Segarra claims NY Fed fired her ‘for Goldman finding’
Nikhil Kumar is The Independent's New York correspondent. He was formerly assistant editor on the foreign desk and has also done a variety of jobs on the city desk, where he wrote about markets, commodities and other business and economics topics.
Saturday 12 October 2013
By early 2012, Carmen Segarra, then a bank examiner at the New York Federal Reserve, had gathered enough information to convince her colleagues whose job it was to keep tabs on big banks that Goldman Sachs, one of the most influential financial institutions in the world, was lacking in its conflicts of interest policies.
But, she claims in a wrongful termination case filed against the Fed this week, her conclusions ultimately led to her being fired, with more senior officials allegedly not willing to accept her findings. She refused when they pressured her to change her findings. Soon afterward, the lawsuit claims, security escorted her out of the New York Fed Building in downtown Manhattan.

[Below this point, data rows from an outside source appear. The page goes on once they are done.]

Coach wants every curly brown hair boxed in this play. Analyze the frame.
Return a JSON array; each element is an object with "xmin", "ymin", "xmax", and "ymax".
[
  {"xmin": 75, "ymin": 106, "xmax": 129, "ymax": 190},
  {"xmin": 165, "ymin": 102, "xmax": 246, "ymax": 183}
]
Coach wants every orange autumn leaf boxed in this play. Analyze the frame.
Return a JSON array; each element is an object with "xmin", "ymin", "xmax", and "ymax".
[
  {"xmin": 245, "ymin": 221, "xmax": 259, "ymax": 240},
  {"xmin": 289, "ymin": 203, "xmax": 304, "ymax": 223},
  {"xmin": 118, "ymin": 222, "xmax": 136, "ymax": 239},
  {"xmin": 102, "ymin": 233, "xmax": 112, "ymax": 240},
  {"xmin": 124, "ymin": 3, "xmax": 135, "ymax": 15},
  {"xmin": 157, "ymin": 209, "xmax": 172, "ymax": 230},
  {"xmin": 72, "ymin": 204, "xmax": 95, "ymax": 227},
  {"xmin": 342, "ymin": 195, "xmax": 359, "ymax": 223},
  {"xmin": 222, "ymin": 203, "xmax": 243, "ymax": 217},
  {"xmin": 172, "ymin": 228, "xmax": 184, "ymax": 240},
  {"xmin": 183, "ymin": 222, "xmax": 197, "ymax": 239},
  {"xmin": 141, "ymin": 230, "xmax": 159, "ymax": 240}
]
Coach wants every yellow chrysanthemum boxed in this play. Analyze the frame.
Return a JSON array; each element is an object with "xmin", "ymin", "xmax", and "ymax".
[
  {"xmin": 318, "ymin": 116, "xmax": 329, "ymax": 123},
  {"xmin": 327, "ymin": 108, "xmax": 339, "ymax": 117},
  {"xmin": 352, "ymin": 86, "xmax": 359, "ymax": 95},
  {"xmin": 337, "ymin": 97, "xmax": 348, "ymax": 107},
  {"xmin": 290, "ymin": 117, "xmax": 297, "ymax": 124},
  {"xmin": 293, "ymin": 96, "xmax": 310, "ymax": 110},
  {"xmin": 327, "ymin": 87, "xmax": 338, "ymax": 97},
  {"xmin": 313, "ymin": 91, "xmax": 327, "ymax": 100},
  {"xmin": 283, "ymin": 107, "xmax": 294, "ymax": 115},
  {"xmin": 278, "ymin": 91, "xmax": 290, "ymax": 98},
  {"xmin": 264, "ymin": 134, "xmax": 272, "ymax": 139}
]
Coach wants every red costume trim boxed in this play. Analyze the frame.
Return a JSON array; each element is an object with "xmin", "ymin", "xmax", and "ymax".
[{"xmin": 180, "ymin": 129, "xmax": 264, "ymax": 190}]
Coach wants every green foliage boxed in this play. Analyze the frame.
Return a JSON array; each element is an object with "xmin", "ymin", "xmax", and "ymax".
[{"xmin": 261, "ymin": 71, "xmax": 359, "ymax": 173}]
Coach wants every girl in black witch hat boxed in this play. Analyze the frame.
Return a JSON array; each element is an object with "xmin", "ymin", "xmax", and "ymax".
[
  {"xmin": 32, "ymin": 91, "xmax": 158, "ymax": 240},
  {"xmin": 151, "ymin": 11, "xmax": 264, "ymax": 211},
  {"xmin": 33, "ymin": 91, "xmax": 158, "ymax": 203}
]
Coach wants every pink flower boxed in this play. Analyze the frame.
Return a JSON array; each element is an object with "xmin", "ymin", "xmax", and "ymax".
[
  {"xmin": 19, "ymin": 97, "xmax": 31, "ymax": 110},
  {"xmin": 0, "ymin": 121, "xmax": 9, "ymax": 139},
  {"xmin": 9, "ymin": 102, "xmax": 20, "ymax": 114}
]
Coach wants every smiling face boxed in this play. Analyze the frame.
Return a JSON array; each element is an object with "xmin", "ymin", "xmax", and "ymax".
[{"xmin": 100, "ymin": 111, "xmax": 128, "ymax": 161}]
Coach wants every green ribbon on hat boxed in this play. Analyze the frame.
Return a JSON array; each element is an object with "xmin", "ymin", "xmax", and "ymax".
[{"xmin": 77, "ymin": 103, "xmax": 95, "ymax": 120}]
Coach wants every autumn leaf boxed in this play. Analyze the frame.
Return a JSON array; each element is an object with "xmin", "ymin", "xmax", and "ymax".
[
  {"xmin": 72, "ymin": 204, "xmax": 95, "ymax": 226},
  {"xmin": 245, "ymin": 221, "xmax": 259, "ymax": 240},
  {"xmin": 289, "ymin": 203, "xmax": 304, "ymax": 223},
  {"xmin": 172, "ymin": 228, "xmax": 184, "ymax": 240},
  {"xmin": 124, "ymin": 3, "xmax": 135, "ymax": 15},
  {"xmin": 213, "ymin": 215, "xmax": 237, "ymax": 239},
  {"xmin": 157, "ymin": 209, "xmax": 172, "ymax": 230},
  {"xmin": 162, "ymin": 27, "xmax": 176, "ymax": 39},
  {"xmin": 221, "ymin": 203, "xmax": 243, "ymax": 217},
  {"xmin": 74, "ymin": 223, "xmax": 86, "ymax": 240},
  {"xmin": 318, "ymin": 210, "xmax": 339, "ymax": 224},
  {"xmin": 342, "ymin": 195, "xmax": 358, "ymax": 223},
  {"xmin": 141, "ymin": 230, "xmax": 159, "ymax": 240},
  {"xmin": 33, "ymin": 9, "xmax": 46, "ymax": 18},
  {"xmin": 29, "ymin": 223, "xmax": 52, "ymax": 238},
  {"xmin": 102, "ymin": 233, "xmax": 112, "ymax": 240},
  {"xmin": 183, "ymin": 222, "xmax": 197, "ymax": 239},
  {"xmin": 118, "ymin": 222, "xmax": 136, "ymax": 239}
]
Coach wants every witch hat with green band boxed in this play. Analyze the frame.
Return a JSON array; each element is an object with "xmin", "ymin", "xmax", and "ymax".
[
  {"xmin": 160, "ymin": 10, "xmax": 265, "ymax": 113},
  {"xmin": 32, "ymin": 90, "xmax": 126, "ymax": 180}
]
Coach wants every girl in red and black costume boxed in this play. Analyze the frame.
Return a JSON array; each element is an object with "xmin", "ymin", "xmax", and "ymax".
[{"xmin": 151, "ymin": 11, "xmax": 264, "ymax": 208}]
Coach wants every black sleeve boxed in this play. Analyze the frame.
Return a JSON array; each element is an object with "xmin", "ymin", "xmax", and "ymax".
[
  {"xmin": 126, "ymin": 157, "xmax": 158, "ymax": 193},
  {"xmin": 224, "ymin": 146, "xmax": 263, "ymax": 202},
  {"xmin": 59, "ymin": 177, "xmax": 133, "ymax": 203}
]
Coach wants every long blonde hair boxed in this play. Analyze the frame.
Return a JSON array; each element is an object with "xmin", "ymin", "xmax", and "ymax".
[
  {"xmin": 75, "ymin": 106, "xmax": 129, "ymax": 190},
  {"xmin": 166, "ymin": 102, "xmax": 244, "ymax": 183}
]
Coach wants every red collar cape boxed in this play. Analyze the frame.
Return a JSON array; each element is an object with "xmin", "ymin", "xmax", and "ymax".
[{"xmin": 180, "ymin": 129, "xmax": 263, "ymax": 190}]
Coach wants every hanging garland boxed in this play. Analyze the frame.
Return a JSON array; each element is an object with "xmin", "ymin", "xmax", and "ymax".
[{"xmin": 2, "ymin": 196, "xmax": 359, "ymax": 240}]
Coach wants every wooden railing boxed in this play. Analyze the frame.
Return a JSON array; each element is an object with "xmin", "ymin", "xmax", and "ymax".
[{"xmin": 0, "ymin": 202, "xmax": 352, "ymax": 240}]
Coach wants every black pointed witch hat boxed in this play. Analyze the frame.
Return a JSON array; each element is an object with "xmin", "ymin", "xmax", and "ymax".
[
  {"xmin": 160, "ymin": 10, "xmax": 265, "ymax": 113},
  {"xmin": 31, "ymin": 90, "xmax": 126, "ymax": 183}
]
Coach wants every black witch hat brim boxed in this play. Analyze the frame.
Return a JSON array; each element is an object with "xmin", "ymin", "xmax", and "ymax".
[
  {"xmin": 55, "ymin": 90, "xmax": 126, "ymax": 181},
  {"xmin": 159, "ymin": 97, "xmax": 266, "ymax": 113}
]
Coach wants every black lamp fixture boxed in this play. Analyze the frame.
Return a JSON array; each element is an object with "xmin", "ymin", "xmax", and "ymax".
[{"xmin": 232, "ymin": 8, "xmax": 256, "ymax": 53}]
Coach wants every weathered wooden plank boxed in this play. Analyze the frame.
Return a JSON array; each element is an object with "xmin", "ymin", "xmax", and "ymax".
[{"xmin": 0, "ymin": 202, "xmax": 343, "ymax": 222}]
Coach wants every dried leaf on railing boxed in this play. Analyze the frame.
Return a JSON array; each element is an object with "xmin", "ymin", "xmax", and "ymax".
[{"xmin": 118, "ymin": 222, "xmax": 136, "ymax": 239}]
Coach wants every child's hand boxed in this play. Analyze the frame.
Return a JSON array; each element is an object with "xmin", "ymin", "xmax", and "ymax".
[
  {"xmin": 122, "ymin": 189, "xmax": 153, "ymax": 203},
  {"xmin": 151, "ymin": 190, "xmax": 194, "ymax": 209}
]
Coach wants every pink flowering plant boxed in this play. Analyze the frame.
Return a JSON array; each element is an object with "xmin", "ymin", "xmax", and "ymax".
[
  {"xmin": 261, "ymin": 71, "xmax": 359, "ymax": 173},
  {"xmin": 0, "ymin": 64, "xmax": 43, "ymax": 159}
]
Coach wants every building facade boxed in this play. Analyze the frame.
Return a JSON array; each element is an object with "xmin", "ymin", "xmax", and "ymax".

The Fed, which oversees Wall Street has a close relationship with Goldman.
“There is a history of employees moving from employment at Goldman to employment at the Federal Reserve and vice versa,” says Ms Segarra’s complaint.
She joined the Fed in 2011. Her job: to work with a team of lawyers and compliance experts to ensure that major financial institutions were complying with prevailing regulations.
The first assignment that came her way centered on Goldman’s role in three transactions involving Solyndra, Capmark and the combination of energy companies El Paso and Kinder Morgan. Specifically, she was asked to look at the bank’s conflict of interest programme, according to the complaint.
What she found was troubling. The bank, it is claimed, did not have a company-wide policy on the matter on “several occasions from 8 November 2011 through to 23 May 2012”.
Following a December 2011 meeting, Michael Silva, who managed the Fed’s relationship with Goldman, allegedly called an “impromptu meeting with [Fed] employees, including Carmen” where he “expressed alarm about the implications of Goldman’s failure to properly manage conflicts of interest”. His worry? That clients and customers might pull their business from the giant bank.
Ms Segarra’s findings eventually led the regulator’s legal and compliance-risk team to agree, in March 2012, that the bank should be pushed down an internal Fed ratings table. While it is not clear if the bank’s regulatory rating was downgraded, the revelation of the vote in 2012 would in itself have sparked controversy.
As Ms Segarra completed her final report, she learnt that, despite knowing otherwise, Mr Silva was in May “considering adopting the position that Goldman had a conflict of interest policy”. She therefore emailed her preliminary findings to Mr Silva and two other Fed executives who are named as defendants in the case, Michael Koh, who was Mr Silva’s deputy, and Jonathan Kim, who was Ms Segarra’s supervisor.
Mr Kim replied to the email saying that it was “premature”. Two days later, on 13 May, Mr Silva did in fact find that Goldman had a firm-wide conflicts policy. It was two days on from that, on 15 May, that Mr Silva and Mr Kim met with Ms Segarra and, according to the lawsuit, “attempted to force her to change the findings of her examination”. She refused. On 23 May, she was led out of the Fed building, her employment terminated by her bosses.
A Goldman Sachs spokesman said it had “no knowledge of internal Fed discussions nor the matters raised by Ms Segarra” and highlighted a report describing its approach to conflicts of interest.
The New York Fed said: “Personnel decisions … are based exclusively on individual job performance and are subject to thorough review. We categorically reject any suggestions to the contrary.”